However, none of these references teach the use of a combination of hard wheat flour and the emulsifier blend of the present invention to prepare a batter used for the preparation of frozen, microwaveable, pre-cooked food products, particularly where the emulsifiers are not contained in shortening. These references also fail to teach the use of the combination of hard wheat flour and the emulsifier blend of the present invention to prepare frozen, pre-cooked food products that can be reheated in a microwave oven. It is therefore an object of the present invention to provide a frozen, microwaveable, pre-cooked food product which, when reheated in a microwave oven, does not exhibit the undesirable toughness, chewiness and dryness typically associated with frozen, microwaveable, pre-cooked food products. It is another object of the present invention to provide a process for preparing such a frozen, microwaveable, pre-cooked food product. It is still another object of the present invention to provide a batter for use in the preparation of such a frozen, microwaveable, pre-cooked food product. It is still another object of the present invention to provide an additive mixture for use in such batter which provides for the preparation of the frozen, microwaveable, pre-cooked food product of the present invention. It is still another object of the present invention to provide a dry mixture which, when combined with water and other optional ingredients, provides a batter which can be used to prepare the frozen, microwaveable, pre-cooked food product of the present invention.
These objects are accomplished by the invention described herein.

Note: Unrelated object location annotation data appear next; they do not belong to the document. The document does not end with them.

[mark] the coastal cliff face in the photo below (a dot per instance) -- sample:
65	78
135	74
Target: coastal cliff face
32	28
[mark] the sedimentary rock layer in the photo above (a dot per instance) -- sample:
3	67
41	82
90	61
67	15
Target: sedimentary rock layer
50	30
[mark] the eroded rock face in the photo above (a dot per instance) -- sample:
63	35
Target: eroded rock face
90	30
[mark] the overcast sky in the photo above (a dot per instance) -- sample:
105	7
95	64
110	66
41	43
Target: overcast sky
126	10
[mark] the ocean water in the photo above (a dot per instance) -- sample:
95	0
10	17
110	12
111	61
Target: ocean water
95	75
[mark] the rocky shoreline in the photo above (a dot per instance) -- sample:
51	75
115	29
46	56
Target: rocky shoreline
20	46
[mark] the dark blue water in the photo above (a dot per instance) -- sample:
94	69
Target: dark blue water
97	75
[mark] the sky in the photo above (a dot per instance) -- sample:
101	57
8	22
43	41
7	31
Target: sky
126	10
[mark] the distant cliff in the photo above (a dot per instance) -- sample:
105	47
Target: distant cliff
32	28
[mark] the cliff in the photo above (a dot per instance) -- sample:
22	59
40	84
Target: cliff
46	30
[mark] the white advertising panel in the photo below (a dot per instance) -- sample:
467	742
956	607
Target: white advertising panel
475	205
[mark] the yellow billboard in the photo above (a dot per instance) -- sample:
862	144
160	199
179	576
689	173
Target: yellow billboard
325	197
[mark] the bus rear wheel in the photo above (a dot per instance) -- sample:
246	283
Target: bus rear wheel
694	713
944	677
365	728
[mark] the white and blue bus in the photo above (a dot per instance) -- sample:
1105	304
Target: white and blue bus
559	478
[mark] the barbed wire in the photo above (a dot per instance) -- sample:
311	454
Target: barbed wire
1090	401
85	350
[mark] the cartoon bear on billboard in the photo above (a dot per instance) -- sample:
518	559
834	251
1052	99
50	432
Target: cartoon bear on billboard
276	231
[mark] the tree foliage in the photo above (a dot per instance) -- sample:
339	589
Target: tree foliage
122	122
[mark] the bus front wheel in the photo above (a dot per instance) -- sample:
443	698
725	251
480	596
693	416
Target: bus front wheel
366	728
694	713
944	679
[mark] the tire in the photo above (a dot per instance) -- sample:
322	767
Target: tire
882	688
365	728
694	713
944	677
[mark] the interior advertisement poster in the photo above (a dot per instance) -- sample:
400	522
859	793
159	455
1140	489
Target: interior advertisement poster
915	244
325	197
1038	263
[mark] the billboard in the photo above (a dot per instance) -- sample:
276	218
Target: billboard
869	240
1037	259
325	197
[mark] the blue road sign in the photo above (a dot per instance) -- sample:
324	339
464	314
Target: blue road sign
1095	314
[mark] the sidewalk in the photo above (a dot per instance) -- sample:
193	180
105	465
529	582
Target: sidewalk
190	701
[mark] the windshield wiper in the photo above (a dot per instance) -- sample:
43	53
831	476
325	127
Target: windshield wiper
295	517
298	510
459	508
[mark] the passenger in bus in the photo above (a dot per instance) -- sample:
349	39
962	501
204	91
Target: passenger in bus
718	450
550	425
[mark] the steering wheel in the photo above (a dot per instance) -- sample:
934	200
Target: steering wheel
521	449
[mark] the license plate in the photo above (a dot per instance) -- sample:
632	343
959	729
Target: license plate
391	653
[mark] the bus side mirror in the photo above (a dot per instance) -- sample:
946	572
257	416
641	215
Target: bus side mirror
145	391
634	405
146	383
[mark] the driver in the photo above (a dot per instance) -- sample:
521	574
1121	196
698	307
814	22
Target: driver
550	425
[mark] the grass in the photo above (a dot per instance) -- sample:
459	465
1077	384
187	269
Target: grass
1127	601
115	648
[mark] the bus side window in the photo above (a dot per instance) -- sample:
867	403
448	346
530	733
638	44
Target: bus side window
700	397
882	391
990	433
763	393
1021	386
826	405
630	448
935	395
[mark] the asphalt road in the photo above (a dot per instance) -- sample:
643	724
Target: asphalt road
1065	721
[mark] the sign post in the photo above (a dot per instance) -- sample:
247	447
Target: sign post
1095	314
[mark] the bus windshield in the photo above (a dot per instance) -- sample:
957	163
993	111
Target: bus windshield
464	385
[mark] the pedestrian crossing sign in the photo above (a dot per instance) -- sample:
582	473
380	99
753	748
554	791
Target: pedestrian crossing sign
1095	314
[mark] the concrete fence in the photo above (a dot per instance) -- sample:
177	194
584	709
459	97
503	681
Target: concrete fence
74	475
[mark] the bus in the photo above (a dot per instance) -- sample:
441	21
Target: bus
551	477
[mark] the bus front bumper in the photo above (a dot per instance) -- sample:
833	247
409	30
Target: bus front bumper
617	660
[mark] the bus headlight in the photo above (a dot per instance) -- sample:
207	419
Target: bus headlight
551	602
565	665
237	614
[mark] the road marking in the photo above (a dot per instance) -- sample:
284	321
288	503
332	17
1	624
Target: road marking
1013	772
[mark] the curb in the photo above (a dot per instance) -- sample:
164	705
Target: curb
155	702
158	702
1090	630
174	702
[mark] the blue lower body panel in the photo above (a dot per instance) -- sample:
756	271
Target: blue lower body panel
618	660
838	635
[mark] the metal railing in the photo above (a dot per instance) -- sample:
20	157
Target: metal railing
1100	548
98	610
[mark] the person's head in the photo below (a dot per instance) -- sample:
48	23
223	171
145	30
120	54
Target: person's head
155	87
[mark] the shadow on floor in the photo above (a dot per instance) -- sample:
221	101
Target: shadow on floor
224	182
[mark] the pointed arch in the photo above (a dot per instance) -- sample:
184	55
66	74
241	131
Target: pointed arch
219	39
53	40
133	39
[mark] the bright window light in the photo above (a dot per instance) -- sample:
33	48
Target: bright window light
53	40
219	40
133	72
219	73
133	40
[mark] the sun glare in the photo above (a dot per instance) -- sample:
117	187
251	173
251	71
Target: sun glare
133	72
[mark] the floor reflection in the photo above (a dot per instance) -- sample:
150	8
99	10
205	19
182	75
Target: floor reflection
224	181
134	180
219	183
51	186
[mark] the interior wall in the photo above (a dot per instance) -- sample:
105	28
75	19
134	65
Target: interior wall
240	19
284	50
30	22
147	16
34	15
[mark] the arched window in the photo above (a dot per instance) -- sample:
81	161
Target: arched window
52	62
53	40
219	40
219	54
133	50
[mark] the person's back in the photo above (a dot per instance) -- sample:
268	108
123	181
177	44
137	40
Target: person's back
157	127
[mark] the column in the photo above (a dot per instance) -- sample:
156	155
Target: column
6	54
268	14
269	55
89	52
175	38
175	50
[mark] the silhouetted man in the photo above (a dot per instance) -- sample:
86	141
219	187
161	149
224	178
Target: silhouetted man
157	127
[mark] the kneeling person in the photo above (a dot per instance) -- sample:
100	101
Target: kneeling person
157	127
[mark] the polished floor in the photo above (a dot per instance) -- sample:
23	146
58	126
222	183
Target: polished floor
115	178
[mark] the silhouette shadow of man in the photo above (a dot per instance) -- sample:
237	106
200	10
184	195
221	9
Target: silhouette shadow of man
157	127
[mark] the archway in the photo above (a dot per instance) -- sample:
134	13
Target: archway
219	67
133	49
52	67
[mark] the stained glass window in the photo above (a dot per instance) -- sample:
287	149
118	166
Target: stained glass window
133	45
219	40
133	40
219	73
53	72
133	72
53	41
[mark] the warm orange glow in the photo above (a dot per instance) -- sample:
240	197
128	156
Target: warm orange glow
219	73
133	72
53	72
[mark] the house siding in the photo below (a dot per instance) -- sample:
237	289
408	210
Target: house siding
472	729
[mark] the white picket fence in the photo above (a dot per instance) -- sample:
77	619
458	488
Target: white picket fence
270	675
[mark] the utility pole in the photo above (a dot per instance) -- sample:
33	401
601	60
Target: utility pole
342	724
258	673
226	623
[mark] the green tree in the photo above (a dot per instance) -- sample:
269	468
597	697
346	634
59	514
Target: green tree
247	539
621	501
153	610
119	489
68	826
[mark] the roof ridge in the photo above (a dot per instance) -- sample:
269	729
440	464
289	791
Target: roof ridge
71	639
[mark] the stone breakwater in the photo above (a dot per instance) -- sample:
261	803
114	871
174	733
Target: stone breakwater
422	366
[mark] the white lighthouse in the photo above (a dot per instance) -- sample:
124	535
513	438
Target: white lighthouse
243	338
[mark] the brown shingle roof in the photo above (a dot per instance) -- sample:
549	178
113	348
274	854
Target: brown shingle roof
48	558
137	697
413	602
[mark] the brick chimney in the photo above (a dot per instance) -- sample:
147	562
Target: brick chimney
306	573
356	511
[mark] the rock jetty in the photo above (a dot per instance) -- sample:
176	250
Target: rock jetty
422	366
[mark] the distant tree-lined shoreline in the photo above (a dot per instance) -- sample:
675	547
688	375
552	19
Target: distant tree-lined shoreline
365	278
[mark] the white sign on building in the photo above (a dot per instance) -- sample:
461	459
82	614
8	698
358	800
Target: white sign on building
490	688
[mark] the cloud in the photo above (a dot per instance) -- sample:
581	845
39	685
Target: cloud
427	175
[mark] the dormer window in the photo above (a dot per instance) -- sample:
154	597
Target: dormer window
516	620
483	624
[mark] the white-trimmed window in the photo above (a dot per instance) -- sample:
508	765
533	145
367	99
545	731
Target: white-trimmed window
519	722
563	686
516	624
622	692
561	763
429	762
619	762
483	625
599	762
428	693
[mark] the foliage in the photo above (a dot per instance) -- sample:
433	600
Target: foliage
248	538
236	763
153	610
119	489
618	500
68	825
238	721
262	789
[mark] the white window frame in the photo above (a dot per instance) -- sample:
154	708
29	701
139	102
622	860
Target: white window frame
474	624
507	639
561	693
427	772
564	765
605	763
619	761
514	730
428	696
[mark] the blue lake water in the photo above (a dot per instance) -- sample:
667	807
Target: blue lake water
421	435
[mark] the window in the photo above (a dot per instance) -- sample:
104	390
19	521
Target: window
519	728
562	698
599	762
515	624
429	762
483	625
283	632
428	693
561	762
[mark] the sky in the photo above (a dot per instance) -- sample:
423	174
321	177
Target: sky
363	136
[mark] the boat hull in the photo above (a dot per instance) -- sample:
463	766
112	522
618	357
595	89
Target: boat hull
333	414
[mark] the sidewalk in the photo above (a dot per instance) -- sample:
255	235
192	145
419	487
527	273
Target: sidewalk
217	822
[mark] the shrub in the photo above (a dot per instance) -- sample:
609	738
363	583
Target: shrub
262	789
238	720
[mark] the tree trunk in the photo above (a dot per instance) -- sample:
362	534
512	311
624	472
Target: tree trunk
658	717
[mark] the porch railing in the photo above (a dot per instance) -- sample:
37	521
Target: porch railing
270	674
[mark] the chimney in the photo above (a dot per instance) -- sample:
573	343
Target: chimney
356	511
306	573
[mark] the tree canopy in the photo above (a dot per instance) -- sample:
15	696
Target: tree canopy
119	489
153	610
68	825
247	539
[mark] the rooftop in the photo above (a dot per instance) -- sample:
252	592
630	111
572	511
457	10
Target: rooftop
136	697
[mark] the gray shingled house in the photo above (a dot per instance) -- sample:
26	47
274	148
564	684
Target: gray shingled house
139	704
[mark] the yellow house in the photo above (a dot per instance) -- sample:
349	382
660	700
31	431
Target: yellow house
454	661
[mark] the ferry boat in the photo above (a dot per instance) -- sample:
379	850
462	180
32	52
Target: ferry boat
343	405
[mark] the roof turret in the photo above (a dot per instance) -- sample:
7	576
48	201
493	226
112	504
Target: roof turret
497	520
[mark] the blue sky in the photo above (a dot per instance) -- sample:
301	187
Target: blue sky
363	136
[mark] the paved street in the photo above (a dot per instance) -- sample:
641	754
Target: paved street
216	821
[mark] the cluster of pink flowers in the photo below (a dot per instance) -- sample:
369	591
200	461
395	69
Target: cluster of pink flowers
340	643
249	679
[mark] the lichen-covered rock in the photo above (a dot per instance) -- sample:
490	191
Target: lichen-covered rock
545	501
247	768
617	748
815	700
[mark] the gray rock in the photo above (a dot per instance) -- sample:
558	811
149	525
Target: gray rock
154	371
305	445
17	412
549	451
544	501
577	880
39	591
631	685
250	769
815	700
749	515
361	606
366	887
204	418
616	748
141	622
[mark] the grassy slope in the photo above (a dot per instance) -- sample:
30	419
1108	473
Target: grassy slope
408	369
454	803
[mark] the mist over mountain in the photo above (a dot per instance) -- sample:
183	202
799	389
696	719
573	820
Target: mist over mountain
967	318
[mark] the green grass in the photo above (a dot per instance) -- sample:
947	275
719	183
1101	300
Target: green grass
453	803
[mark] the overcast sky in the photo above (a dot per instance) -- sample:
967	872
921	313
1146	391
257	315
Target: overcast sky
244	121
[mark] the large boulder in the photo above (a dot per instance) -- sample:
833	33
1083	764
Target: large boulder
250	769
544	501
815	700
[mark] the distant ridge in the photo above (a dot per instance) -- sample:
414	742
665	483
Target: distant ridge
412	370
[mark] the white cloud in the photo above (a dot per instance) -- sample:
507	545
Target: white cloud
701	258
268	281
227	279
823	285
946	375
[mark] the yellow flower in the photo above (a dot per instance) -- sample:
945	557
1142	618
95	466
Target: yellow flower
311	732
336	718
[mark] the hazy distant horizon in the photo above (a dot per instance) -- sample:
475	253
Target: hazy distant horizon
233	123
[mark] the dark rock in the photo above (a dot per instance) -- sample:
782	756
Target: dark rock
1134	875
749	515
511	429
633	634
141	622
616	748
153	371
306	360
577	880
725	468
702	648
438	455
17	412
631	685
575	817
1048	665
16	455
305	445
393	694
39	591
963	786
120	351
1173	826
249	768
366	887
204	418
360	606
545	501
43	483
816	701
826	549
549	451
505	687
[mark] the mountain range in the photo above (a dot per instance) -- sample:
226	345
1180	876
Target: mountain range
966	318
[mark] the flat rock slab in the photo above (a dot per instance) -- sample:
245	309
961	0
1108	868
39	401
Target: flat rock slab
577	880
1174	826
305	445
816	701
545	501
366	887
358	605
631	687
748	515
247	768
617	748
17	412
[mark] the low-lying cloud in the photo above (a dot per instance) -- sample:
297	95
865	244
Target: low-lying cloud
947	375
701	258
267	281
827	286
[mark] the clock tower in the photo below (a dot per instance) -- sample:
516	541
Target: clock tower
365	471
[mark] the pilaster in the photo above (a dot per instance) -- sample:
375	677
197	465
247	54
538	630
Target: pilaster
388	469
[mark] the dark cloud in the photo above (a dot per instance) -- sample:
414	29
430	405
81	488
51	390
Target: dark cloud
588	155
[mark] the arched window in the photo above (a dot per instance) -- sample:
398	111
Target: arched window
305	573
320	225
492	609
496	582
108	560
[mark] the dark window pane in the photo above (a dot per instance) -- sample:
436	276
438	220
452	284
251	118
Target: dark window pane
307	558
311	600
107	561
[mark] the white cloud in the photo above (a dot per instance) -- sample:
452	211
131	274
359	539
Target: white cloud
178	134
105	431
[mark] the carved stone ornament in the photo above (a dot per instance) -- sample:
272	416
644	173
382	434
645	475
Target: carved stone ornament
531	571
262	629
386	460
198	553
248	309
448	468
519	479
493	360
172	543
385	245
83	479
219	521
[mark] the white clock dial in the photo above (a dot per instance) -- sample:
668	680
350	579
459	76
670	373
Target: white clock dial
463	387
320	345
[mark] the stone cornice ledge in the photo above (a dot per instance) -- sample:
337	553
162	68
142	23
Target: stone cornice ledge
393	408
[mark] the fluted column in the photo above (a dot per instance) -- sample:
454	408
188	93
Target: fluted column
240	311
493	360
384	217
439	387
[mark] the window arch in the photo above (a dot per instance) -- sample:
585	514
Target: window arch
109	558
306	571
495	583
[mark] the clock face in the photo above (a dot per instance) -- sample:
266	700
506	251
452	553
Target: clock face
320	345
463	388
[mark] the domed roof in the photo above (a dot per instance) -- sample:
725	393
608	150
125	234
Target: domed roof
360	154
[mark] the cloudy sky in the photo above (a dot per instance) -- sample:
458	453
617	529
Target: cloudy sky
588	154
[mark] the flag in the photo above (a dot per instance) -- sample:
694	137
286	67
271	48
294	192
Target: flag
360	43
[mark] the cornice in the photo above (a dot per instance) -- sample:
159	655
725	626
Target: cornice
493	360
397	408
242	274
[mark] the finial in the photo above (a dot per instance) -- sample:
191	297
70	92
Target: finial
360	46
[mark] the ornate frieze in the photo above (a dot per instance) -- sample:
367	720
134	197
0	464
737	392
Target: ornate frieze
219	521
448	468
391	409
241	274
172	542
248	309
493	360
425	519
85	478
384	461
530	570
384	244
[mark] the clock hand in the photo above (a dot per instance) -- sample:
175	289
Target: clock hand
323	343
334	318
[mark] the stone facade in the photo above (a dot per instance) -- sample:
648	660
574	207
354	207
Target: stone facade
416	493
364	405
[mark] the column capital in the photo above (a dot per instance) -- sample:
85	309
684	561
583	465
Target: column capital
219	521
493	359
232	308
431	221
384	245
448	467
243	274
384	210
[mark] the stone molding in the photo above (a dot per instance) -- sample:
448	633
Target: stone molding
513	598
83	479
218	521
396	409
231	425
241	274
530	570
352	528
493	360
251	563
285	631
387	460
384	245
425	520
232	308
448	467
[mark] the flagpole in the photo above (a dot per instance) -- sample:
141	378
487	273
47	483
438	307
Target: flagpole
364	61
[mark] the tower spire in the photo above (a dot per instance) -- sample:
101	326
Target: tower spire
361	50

SUMMARY OF THE INVENTION The present invention relates to an additive mixture which can be used to prepare a batter composition useful for preparing a frozen, microwaveable, pre-cooked food product, said additive mixture comprising:
(a) from about 98% to about 99.75% by weight hard wheat flour selected from the group consisting of hard spring wheat flour and hard winter wheat flour; and (b) from about 0.25% to about 2% by weight of an emulsifier blend; wherein all weight percentages are expressed as a percent of the total additive mixture weight, on a dry basis.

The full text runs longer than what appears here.